GNU Stow: Managing Dotfiles Across a Homelab

Clone, stow, done. How I keep configs synchronized across four homelab machines with git and symlinks.

When you run a homelab with multiple machines, keeping configurations synchronized is tedious. Manual copying breaks, version tracking is a nightmare, and rebuilding a machine means hours of setup. GNU Stow, however, solves this with symlinks and git.

(I rebuilt a VM last week. Configs restored in under 30 seconds. That still feels weird.)

The Problem

I run four machines: main workstation, secondary machine, Proxmox VM, and development box. Each needs:

  • Shell configs (.bashrc, aliases)
  • Claude Code setups (commands, agents, knowledge base)
  • Git configs
  • SSH settings

Before Stow, I’d scp files around, forget which machine had the latest version, and break things. Rebuilding a machine meant manually copying configs for an hour.

The Solution

That’s why I use GNU Stow with a git repository.

The setup is organized by machine, not by application:

1
2
3
4
5
6
7
dotfiles/
├── claude-shared/       # Shared Claude configs across all machines
├── omarchy/            # Main workstation configs
├── black/              # Secondary machine configs
├── pve-vm-01/          # Proxmox VM configs
├── NC-6G90294/         # Development machine configs
└── etc-claude-code/    # System-level configs (/etc/claude-code/)

Each machine directory contains that machine’s specific configs. The claude-shared directory has Claude Code commands, agents, and knowledge base files that every machine uses.

How It Works

Stow creates symlinks from your home directory to files in the repo. When you edit a file at ~/.bashrc, you’re actually editing ~/dev/dotfiles/omarchy/.bashrc. Changes are immediately tracked in git.

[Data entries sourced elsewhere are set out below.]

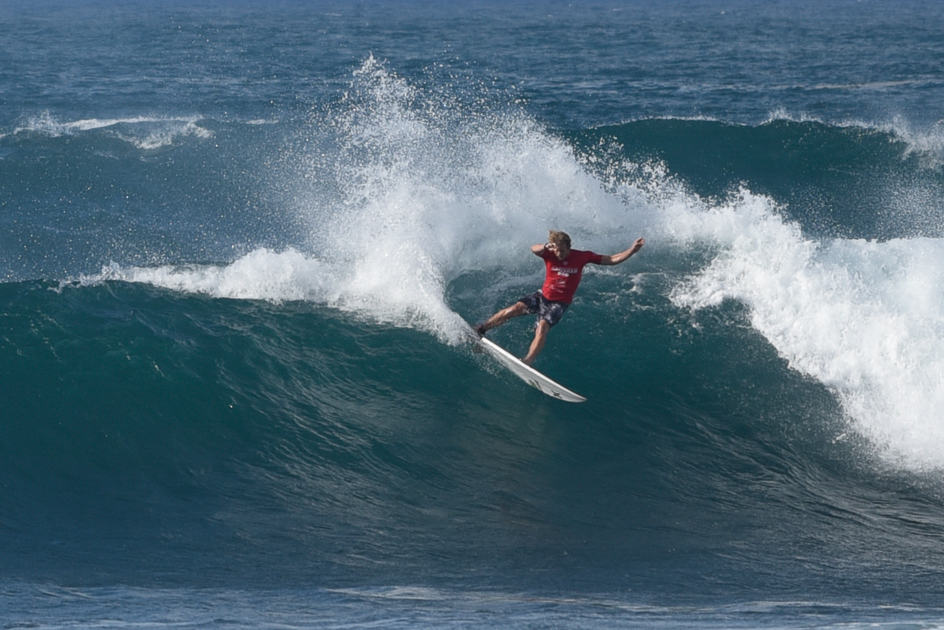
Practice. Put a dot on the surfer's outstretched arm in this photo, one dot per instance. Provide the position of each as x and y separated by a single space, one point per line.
616 259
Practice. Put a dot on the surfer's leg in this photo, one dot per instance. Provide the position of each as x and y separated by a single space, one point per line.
537 344
502 316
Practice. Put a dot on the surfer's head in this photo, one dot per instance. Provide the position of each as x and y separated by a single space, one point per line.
561 243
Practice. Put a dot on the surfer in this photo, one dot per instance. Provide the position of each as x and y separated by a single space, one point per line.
563 270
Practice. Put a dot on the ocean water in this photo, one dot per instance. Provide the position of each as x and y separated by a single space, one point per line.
240 242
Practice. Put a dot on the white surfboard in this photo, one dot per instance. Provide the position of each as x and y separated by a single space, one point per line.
528 374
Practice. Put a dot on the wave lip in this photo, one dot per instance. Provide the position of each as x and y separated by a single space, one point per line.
144 132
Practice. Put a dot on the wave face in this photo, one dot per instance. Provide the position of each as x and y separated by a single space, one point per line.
234 350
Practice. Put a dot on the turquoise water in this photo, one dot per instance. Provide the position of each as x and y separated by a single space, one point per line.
239 247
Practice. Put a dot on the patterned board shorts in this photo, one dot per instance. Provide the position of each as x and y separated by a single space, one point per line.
549 311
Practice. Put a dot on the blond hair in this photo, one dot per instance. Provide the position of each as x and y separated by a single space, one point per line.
559 238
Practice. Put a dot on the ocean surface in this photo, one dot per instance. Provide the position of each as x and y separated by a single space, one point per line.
240 242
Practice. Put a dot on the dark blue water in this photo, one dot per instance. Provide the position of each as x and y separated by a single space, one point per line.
239 245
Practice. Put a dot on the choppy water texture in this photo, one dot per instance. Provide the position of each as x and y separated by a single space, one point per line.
239 245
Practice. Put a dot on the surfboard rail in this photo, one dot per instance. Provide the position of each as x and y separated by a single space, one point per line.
528 374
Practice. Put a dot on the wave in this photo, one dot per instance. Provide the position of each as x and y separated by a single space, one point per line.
144 132
416 204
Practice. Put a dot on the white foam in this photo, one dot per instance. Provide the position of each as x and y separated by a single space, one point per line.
865 318
144 132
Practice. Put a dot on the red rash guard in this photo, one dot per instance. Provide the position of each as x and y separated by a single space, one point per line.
561 278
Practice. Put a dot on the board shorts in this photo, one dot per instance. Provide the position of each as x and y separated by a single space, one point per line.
549 311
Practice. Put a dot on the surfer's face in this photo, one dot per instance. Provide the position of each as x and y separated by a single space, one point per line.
560 251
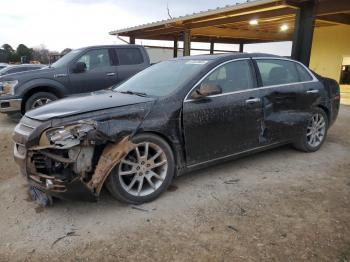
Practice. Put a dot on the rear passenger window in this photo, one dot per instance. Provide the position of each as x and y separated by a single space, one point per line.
277 72
129 56
303 74
231 77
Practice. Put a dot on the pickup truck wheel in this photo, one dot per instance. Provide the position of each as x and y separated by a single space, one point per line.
144 172
314 133
39 99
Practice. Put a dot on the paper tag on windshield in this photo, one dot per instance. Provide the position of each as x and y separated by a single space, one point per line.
196 62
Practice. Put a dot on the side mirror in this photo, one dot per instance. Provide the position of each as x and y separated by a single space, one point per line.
206 90
79 67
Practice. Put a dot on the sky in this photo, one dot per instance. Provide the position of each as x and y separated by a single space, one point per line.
59 24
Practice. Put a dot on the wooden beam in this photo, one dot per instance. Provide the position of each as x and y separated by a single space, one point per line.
187 43
340 19
175 47
241 18
212 46
241 47
243 34
328 7
303 33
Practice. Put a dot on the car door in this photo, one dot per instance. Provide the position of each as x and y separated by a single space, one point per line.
130 62
100 72
283 91
220 125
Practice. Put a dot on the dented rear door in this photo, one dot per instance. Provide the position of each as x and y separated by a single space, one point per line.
283 100
221 125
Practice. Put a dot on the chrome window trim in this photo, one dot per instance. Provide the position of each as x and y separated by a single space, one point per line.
314 79
207 74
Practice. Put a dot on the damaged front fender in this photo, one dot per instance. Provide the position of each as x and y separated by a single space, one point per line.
74 161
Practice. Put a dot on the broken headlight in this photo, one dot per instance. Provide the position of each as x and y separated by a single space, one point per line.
68 136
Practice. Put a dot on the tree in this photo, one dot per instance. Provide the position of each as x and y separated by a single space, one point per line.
65 51
24 53
9 52
8 48
41 54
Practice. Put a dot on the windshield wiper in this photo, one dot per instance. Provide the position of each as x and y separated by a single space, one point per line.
133 93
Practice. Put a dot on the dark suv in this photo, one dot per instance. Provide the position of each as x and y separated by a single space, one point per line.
82 70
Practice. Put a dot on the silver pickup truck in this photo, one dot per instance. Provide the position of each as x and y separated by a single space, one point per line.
82 70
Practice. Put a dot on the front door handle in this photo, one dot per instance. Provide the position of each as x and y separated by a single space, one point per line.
312 91
252 100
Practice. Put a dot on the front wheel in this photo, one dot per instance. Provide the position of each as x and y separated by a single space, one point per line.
144 172
314 133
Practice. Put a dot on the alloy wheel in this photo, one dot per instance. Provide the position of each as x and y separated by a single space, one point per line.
143 170
316 130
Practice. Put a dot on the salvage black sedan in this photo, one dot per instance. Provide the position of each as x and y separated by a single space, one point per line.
173 117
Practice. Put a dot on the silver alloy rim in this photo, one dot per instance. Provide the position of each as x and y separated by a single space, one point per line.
143 170
316 130
40 102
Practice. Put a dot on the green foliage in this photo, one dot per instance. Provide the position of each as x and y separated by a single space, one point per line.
21 54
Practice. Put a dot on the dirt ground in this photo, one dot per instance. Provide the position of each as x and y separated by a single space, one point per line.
279 205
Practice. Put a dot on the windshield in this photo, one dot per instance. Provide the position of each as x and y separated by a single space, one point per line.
64 60
163 78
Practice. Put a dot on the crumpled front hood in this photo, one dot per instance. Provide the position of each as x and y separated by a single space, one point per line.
85 103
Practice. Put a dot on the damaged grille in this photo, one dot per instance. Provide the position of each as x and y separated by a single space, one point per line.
39 162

Here’s the complete workflow for a new machine:

 1
 2
 3
 4
 5
 6
 7
 8
 9
10
11
12
13
# Install stow first
sudo pacman -S stow  # Arch
sudo apt install stow  # Debian/Ubuntu

# Clone the repo
git clone https://github.com/amlucas0xff/dotfiles.git ~/dev/dotfiles
cd ~/dev/dotfiles

# Install configs (replace 'omarchy' with your machine name)
stow -t ~ claude-shared omarchy

# Optional: system-level configs
sudo ./system-link.sh link etc-claude-code

That’s it. Your machine now has the right configs, all symlinked to the git repo.

Real Commands I Use

Adding a new machine:

1
2
3
4
mkdir ~/dev/dotfiles/new-machine
cp black/.bashrc new-machine/  # Start from existing machine
stow -t ~ claude-shared new-machine
git add . && git commit -m "Add new-machine" && git push

Updating configs:

1
2
3
vim ~/dev/dotfiles/omarchy/.bashrc  # Edit in place
cd ~/dev/dotfiles
git add . && git commit -m "Update bashrc" && git push

Pulling updates on another machine:

1
2
cd ~/dev/dotfiles && git pull
# Changes appear immediately (files are symlinked)

Handling conflicts:

1
2
3
# If files already exist, use --adopt to keep them
stow --adopt -t ~ omarchy
# This moves existing files into the repo and creates symlinks

Why This Is Useful

Machine rebuild is trivial: VM dies? Clone repo, run stow, back online in 30 seconds.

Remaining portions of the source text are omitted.